If the wire is sized too small, it can create a dangerous hazard in your home.
Amperage causes heat, so undersized and inadequate wiring can heat up and cause the insulation to melt. This creates a major fire hazard. Anytime a wire heats up, it lowers the integrity of the breaker, the insulation, and the wire itself.
Appliances, devices, or anything plugged into a circuit with undersized wiring, will run the risk of being damaged.
Wiring being sized too big doesn't present any risks; it just adds unnecessary cost. It is also harder to handle because it is heavier and stiffer.
What Do The Markings on Wire Cables Mean?
Most home electrical projects the wire you need will come as a cable, and to make sure you are purchasing the proper cable for your application it is best to understand what all those marking mean.
The gauge of the wire will be listed as an AWG, so for a 14-gauge wire it will read 14AWG.
The next number will tell you the number of current-carrying conductors in the cable. For example, 14-2 or 14/2. This means there are 2 current-carrying conductors.
Some cables come marked with a "G" or "w/G" this means there is a ground wire along with the previously listed number of current-carrying conductors inside the cable.
If you want more details on wire markings, we recommend this helpful guide by theSpruce.com.
Frequently Asked Questions
How Do I Know What Size Wire and Breaker I Need?
You need to know the total amp draw that will be on the circuit. Then you will size the wire and breaker based off that, keeping in mind you can only load a breaker to 80% of its capacity.
What Is The Standard Size Of Wire For Circuit Breaker?

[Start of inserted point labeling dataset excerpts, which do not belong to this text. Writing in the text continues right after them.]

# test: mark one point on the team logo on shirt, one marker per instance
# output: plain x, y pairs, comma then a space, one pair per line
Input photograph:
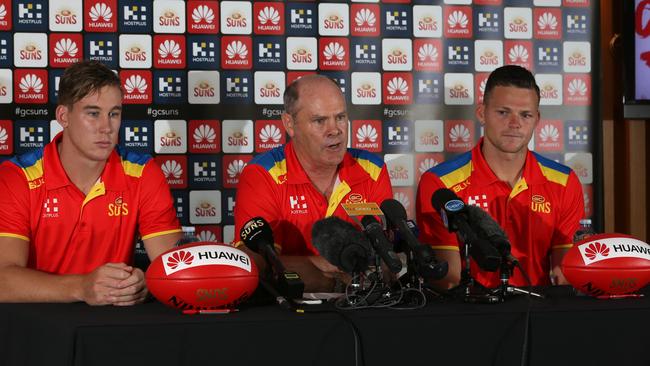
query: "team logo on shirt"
118, 208
298, 204
538, 203
51, 208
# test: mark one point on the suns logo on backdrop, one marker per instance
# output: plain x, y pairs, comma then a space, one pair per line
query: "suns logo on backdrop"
549, 136
205, 207
30, 15
519, 53
170, 137
137, 135
429, 136
397, 54
236, 17
269, 134
30, 86
66, 49
30, 49
427, 21
269, 87
367, 135
488, 55
6, 137
137, 86
302, 19
518, 23
268, 18
135, 51
169, 51
365, 20
366, 88
333, 19
203, 17
233, 166
6, 86
302, 53
65, 16
397, 87
577, 89
100, 15
459, 135
5, 15
236, 52
428, 55
174, 168
550, 86
400, 169
169, 16
205, 136
237, 136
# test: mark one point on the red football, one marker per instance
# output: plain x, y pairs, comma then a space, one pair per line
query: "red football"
608, 264
202, 276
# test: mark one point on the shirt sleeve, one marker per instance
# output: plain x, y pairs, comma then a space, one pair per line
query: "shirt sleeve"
571, 211
256, 196
432, 230
157, 215
14, 203
381, 190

The most common sizes used in a household application are: 14 AWG, 12 AWG, 10 AWG, and 8 AWG. These are based on the size of the breaker and amp load of the circuit.
What Size Wire Will Fit In A 50-Amp Breaker?
The minimum wire size required for a 50-amp breaker is a #6 AWG.
How Far Can You Run 10/2 Wire On A 30-Amp Breaker?
The maximum length of 10/2 on a 30-amp breaker is 150 feet before you will begin to experience voltage drop.
Final Thoughts On Wire Gauges
Sizing wire is a critical step in the installation process. Factors that must be considered when sizing a breaker and wire, is the amount of ampacity needed and the length of the wire run. To keep your home and family safe NEVER undersize the wire needed.
Be sure to contact a local electrician for help making sure you have everything size properly. They will help guide you through the local and national electrical codes to make sure the wiring is up to par.
I hope you enjoyed this Home Inspector Secrets guide!